What we can do is " interpret" QM by imagining mechanisms that are comprehensible to us and that match the predicted behaviours (We hope). But when you assume, for example, collapse of the wave function, you will never see a wave function collapsing. It's not what "Really happens", it's more like a "story that I tell myself".

David

 

[David Byrden]

...some of the electron waves that went through the first slit would have hit both of the pairs of second slits and then when we measure if it went through one of the two secondary double slits we’ll measure that it did, and yet that same electron has made an interference pattern behind the unmeasured second double slit.

Ah, there's the rub!

Any single electron does not make a pattern. It makes a dot. It lands at one point.

David

 

[Sting33]

Ah, there's the rub!

Any single electron does not make a pattern. It makes a dot. It lands at one point.

David

Oh yeah! Of course. So only the electrons that traveled to the second measured slits would “choose” a slit and not cause an interference pattern. Like you and others have said, the new “source” becomes the second slits.

 

[PeroK]

Oh yeah! Of course. So only the electrons that traveled to the second measured slits would “choose” a slit and not cause an interference pattern. Like you and others have said, the new “source” becomes the second slits.

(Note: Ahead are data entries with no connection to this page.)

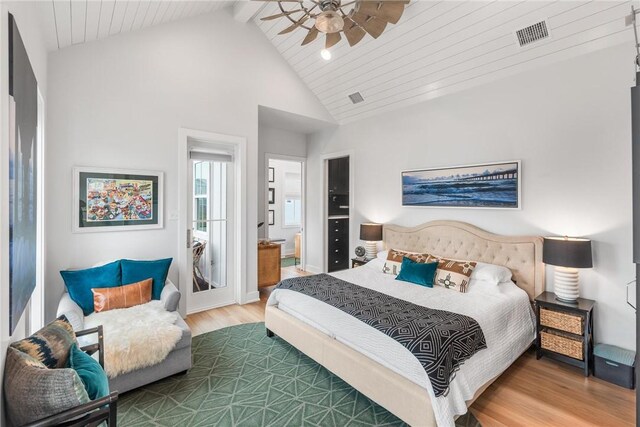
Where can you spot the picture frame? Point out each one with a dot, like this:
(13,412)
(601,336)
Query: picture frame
(110,199)
(478,186)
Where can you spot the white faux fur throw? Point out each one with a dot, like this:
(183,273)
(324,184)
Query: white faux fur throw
(136,337)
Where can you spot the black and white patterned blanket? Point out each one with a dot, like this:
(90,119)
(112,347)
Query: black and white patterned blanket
(440,340)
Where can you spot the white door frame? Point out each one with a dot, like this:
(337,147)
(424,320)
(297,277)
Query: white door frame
(324,206)
(303,194)
(187,138)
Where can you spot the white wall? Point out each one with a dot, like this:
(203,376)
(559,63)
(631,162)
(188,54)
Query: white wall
(273,140)
(32,37)
(279,230)
(119,102)
(569,123)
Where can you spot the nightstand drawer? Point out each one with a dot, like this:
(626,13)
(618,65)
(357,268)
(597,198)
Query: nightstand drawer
(562,343)
(563,321)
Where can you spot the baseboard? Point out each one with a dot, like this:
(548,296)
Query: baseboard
(312,269)
(250,297)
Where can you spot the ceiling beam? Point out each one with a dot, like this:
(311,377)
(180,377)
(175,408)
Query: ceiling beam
(244,10)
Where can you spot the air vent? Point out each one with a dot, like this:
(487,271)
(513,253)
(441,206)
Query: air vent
(532,33)
(356,98)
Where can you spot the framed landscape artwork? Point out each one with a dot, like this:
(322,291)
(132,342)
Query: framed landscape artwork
(23,176)
(116,199)
(488,186)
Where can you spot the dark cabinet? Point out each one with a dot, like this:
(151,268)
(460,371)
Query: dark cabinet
(338,187)
(339,176)
(338,244)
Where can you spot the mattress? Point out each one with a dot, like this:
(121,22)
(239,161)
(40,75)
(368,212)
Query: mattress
(503,312)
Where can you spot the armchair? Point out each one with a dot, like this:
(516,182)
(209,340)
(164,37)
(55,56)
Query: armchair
(21,378)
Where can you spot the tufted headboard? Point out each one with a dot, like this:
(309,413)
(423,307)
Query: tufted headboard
(459,240)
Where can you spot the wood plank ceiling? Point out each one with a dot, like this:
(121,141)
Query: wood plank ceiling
(81,21)
(443,46)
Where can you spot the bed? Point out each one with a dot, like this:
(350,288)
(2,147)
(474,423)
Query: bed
(382,369)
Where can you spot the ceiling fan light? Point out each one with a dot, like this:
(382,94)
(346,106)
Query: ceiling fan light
(329,21)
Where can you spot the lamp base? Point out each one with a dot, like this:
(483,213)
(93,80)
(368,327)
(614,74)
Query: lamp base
(371,250)
(565,284)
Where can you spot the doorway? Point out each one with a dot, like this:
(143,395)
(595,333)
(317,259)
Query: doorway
(211,213)
(286,210)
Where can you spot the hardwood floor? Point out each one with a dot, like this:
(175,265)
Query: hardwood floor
(530,393)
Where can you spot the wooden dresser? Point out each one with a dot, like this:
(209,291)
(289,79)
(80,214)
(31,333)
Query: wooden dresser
(268,264)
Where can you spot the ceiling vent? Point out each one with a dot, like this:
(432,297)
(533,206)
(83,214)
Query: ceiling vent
(532,33)
(356,98)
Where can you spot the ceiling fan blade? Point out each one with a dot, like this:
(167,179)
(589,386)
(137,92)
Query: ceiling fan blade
(390,11)
(311,36)
(280,15)
(332,39)
(371,24)
(294,26)
(353,32)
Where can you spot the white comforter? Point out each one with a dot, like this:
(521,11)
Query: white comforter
(503,313)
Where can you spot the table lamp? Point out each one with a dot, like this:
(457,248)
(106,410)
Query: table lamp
(371,233)
(567,254)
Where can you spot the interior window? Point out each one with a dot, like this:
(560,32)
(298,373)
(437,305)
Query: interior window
(201,194)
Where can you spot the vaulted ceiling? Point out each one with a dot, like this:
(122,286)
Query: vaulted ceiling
(437,47)
(443,46)
(81,21)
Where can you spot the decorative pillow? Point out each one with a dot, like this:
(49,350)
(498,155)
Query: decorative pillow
(453,274)
(80,282)
(419,273)
(393,264)
(51,344)
(33,392)
(91,374)
(122,296)
(135,271)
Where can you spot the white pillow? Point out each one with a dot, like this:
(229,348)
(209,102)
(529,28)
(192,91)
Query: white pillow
(483,287)
(491,273)
(376,263)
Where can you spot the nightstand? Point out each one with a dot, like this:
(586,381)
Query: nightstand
(565,330)
(357,262)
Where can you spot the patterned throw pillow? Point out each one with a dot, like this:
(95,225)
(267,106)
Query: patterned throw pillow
(33,392)
(453,274)
(51,344)
(393,264)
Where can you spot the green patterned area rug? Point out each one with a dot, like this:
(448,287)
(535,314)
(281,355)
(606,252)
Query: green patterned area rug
(242,378)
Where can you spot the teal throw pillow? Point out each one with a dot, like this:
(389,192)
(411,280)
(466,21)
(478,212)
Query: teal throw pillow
(416,272)
(90,372)
(135,271)
(80,282)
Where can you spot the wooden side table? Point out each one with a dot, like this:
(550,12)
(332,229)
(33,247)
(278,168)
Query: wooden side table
(565,330)
(357,262)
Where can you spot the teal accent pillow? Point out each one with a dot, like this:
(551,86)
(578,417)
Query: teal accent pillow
(417,272)
(80,282)
(135,271)
(90,372)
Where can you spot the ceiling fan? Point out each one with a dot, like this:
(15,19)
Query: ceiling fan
(354,18)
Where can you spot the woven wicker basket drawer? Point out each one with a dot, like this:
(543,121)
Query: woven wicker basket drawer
(563,321)
(562,344)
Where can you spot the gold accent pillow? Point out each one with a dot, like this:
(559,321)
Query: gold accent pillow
(122,296)
(394,260)
(453,274)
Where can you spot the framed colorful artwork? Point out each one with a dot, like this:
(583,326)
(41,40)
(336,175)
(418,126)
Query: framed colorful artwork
(116,199)
(488,186)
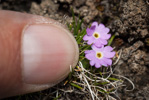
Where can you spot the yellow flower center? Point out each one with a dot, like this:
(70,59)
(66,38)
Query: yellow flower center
(96,35)
(99,55)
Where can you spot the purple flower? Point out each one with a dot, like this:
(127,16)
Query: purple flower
(97,34)
(100,56)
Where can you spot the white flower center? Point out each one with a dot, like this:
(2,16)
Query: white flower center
(99,55)
(96,35)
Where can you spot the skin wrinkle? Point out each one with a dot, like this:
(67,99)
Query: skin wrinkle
(13,50)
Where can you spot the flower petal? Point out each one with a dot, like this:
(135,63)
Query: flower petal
(108,61)
(97,65)
(86,37)
(92,63)
(90,56)
(108,48)
(103,41)
(88,51)
(95,48)
(105,36)
(91,40)
(90,30)
(109,54)
(98,44)
(95,24)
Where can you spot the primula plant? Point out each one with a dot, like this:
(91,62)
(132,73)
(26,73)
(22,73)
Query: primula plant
(94,73)
(97,35)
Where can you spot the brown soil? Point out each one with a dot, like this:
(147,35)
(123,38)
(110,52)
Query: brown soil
(128,19)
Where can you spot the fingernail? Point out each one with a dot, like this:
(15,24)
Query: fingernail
(48,51)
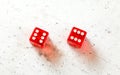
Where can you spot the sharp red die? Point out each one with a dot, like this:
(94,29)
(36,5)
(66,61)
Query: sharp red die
(76,37)
(38,37)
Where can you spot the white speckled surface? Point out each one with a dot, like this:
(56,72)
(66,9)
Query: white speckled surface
(100,18)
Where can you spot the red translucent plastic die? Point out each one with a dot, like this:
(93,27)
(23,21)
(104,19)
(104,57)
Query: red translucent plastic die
(38,37)
(76,37)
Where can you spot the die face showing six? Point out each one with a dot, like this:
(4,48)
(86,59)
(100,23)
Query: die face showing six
(38,37)
(76,37)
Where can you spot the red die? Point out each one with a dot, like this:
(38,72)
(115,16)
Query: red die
(38,37)
(76,37)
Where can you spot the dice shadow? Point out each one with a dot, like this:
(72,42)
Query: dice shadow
(88,52)
(50,52)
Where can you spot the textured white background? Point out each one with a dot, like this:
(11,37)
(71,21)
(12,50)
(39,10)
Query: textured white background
(100,18)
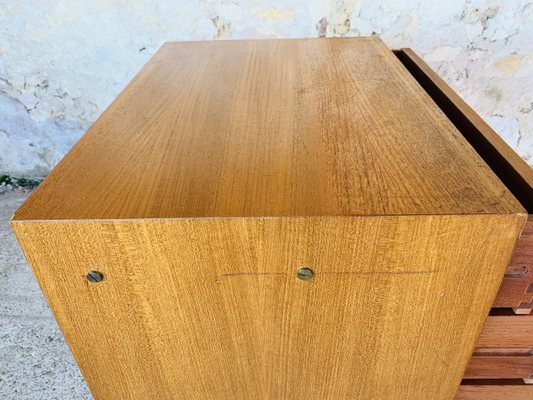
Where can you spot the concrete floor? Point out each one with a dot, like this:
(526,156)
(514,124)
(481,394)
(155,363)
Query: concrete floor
(35,362)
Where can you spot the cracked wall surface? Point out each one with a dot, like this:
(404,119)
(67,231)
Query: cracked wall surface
(63,62)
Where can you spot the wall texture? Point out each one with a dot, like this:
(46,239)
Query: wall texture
(62,62)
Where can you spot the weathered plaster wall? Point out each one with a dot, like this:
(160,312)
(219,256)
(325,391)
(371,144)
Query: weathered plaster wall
(62,61)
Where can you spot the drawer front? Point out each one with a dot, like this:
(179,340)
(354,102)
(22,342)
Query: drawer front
(494,392)
(516,290)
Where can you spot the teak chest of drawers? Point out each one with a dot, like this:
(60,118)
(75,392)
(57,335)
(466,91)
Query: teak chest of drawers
(277,219)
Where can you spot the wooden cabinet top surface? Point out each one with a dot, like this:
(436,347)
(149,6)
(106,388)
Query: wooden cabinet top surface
(301,127)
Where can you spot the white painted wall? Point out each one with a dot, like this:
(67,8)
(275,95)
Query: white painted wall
(63,61)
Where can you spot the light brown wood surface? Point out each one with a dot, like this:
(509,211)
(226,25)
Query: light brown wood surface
(306,127)
(507,331)
(211,308)
(500,367)
(495,392)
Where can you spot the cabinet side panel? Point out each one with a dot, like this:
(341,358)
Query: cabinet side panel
(212,308)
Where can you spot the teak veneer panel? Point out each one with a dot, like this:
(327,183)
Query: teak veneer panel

By focusing on the final outcome for many electrons in terms of an interference pattern or not, you may be distracting yourself from the main point. Each electron behaves probabilistically based on the paths available to it. An intermediate measurement reduces the available paths and the electron behaves According to a different set of probabilities.

Whether the eventual result is an "interference pattern" or not is a bit of a side issue - although the final pattern does, of course, correlate with the paths available to each electron.